Soviet Political Anecdotes from the 1920s
An elderly man, distressed with Soviet conditions, utters the mournful sigh, "Oi!" on a tramcar. His wife hushes him and says,"Abram, how many times did I tell you not to talk counter-revolution in public!"
And as a comment on the continuing failure of the Comintern, a lifetime job is advertised: to climb to the top of Ivans bell tower in the Kremlin and watch out for the dawn of the world revolution.
A student of aristocratic origins, who has been guilty of Menshevism in the past, is questioned for entrance into the university.
-"What are your social origins?"
-"The same as Lenins."
-"What side were you on before the October revolution?"
-"The same as Trotsky."
Question: Can a snake break its own spine?
Answer: Only if it slithers along the General Line.
To a question in a questionaire, "Did you waver in carrying out the General Line of the party?"
Answer: "I wavered along with the General Line."
Q: Why has Trotsky been exiled?
A: Our country is obliged to export all its best products.
Trotsky is fishing in Turkish exile.
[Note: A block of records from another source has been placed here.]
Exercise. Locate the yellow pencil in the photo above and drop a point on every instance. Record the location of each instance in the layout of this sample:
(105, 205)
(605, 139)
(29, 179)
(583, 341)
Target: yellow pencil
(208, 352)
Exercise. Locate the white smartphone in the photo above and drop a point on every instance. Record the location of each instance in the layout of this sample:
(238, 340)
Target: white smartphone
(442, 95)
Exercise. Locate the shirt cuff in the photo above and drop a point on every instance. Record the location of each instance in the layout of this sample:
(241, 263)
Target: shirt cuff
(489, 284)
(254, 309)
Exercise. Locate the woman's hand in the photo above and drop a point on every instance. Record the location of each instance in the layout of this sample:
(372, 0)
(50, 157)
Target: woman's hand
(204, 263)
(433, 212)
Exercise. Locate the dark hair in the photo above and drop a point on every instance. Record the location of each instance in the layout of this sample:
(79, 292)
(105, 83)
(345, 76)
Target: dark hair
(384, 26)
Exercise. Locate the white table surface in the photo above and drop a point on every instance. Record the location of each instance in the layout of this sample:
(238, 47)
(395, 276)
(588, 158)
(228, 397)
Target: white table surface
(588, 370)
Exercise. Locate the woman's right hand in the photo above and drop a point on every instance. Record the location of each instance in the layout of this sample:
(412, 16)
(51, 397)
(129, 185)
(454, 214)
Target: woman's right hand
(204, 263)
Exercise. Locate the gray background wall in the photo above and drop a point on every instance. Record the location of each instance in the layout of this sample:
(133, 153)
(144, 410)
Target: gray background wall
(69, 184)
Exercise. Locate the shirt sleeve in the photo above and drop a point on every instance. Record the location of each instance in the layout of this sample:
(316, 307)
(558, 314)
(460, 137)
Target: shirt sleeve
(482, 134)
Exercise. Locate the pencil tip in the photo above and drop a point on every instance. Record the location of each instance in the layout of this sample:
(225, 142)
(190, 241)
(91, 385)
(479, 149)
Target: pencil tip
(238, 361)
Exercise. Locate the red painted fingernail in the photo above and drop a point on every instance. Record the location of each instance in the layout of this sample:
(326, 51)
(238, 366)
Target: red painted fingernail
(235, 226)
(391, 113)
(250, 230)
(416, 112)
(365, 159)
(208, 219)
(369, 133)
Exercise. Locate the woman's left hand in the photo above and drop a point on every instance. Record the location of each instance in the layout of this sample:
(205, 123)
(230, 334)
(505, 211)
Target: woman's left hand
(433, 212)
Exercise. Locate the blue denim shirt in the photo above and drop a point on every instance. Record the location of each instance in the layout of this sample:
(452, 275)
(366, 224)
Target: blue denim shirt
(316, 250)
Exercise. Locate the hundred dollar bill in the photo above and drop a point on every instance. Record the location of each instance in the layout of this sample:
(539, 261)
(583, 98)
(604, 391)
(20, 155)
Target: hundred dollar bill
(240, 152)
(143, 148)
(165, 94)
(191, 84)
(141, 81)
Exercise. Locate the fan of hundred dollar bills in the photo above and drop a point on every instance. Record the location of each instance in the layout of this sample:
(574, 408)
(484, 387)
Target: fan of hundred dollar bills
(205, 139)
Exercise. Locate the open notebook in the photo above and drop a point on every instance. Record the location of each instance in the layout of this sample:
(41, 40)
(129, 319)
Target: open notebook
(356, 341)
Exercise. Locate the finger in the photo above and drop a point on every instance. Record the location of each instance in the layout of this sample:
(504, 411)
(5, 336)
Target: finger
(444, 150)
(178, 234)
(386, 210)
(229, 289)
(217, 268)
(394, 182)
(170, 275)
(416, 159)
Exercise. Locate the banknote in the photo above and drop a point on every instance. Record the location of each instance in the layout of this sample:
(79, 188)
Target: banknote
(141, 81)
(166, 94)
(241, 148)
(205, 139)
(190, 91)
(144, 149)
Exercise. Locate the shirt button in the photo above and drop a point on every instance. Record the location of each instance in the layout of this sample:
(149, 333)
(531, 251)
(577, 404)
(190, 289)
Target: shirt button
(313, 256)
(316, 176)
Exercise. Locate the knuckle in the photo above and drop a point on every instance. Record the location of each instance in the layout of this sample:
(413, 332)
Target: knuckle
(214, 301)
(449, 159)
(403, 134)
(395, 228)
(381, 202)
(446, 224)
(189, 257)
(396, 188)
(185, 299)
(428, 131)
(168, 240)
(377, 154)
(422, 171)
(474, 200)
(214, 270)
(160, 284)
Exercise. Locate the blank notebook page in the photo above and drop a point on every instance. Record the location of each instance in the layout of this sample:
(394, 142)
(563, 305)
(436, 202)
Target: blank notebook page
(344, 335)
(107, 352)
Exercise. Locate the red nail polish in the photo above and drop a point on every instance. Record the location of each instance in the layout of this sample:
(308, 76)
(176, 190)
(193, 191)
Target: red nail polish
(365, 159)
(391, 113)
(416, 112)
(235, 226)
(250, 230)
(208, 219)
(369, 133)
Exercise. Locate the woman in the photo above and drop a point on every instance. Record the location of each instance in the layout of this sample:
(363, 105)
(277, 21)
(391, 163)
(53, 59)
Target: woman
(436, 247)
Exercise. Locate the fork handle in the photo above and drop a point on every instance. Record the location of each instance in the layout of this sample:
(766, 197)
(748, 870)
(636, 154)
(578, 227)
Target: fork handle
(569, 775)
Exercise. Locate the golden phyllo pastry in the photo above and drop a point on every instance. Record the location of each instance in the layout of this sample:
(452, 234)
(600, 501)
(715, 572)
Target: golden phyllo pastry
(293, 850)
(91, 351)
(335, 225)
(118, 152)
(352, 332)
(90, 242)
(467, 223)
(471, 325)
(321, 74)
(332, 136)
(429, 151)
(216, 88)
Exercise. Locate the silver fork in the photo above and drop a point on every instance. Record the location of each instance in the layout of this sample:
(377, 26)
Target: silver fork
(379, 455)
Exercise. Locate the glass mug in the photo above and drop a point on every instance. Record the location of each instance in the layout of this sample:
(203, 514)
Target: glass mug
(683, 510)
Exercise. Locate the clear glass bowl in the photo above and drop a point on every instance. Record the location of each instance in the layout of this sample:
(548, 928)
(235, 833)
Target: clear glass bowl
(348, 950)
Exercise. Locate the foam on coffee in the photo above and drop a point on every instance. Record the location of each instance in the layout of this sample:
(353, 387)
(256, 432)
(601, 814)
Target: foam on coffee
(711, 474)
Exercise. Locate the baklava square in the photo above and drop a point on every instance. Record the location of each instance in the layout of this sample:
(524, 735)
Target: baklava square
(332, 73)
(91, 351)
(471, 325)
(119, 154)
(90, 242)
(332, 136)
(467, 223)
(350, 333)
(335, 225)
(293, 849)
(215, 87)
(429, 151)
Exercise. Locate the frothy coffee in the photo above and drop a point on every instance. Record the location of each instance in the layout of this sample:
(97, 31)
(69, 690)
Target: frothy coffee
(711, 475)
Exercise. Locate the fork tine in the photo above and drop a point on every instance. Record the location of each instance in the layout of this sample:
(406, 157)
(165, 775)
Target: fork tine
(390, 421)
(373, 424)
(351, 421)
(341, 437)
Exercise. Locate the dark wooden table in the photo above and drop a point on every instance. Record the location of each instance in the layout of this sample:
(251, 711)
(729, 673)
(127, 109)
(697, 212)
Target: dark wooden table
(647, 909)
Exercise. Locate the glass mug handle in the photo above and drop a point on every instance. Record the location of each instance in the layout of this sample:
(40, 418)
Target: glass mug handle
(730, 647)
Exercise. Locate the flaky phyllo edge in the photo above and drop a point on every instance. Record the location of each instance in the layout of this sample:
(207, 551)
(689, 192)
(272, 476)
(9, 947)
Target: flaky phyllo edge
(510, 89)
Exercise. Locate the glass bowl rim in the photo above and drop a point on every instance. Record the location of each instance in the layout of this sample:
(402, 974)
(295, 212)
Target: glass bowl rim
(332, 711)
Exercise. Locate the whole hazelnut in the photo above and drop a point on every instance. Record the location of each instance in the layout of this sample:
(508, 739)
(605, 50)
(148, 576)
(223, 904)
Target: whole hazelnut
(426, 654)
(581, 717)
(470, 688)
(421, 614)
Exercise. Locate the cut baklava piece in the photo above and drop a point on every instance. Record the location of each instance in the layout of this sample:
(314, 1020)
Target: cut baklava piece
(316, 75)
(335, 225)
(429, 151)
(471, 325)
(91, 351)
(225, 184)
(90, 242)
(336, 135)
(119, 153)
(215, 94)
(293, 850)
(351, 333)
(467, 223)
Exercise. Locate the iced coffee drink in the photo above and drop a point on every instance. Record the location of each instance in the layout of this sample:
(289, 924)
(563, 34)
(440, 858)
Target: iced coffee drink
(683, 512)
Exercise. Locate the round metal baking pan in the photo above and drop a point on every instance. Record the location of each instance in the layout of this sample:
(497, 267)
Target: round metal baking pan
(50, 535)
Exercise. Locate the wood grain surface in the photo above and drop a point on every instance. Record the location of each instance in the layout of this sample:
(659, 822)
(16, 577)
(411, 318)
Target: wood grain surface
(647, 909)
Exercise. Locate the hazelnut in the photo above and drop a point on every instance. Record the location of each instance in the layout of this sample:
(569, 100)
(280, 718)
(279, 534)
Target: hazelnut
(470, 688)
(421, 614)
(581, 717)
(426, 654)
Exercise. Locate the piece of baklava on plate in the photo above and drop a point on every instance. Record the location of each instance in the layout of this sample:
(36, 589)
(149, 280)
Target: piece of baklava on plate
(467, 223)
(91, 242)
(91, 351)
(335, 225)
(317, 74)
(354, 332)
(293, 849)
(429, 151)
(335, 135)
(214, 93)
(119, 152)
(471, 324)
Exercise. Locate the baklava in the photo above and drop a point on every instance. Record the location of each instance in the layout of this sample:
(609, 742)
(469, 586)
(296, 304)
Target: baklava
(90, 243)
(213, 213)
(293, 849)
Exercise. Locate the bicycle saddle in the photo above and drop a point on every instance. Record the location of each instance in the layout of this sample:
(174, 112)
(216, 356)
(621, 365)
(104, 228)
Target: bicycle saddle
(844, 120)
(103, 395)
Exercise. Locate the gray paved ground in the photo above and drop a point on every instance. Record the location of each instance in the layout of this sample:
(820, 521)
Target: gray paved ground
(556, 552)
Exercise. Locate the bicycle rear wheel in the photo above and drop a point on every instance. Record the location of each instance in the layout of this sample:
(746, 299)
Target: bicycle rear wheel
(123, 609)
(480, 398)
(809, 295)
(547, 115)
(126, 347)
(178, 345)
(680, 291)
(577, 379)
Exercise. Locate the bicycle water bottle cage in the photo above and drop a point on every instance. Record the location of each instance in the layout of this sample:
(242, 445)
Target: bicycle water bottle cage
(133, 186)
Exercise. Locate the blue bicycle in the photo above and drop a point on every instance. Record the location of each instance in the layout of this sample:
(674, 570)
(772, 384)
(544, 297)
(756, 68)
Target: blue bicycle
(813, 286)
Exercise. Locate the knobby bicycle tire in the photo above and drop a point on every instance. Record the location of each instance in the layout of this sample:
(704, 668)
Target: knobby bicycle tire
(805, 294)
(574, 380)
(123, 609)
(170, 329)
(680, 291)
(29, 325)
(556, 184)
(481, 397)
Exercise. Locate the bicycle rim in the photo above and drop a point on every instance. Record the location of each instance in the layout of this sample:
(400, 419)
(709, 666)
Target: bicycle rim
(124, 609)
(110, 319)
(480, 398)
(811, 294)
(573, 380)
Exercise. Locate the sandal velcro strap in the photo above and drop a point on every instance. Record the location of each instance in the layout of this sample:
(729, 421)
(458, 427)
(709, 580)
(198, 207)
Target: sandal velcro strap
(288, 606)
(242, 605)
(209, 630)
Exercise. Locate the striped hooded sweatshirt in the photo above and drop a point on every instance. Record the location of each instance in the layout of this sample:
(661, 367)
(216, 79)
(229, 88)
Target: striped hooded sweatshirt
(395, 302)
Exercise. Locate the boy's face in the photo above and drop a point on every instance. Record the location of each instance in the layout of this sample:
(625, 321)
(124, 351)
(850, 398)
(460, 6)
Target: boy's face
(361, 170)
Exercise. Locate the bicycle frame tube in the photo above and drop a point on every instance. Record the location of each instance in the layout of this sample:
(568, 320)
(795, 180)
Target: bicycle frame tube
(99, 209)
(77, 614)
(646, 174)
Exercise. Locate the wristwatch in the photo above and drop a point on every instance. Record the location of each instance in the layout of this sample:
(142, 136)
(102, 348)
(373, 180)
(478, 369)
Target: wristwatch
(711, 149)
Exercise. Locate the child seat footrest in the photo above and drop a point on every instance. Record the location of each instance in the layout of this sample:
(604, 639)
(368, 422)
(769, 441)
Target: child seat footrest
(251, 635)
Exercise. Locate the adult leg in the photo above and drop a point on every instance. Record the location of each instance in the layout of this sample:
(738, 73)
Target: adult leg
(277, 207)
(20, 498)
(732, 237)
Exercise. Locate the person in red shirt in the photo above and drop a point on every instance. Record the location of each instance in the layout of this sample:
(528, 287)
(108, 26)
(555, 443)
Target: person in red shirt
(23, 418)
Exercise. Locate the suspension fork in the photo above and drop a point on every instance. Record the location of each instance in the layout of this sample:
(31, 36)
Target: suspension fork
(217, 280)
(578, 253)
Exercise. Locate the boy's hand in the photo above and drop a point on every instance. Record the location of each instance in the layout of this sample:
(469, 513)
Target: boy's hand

Local newsboy wishes to pull his leg. "Extra! Extra! Stalin is dead!"
Trotsky: "Young man, if Stalin were dead, I should be in Moscow."
Newsboy tries again the next day. "Extra! Extra! Lenin is alive!"
Trotsky: "Young man, if Lenin were alive, he would be here with us."
Is it possible to build socialism in one country? Stalin sends for a famed rabbi famed for wisdom. The rabbi asks to consult Talmud and other texts. In a few days, comes the answer, "Well?" asks Stalin.
A: "Yes, it is possible to build socialism in one country. But to live in that country -- that's impossible."
Q: How are things?
A: Better than tomorrow.
Q: How are things?
A: Like Lenin, in his mausoleum.
Q: Why?
A: Because they neither feed us nor bury us.
Citizen is to be shot for counter-revolution. Any last requests? "Just one. I want to become a Communist before I die." Astonished,they ask why. "If I become a communist, there will be at least one less scoundrel in the world."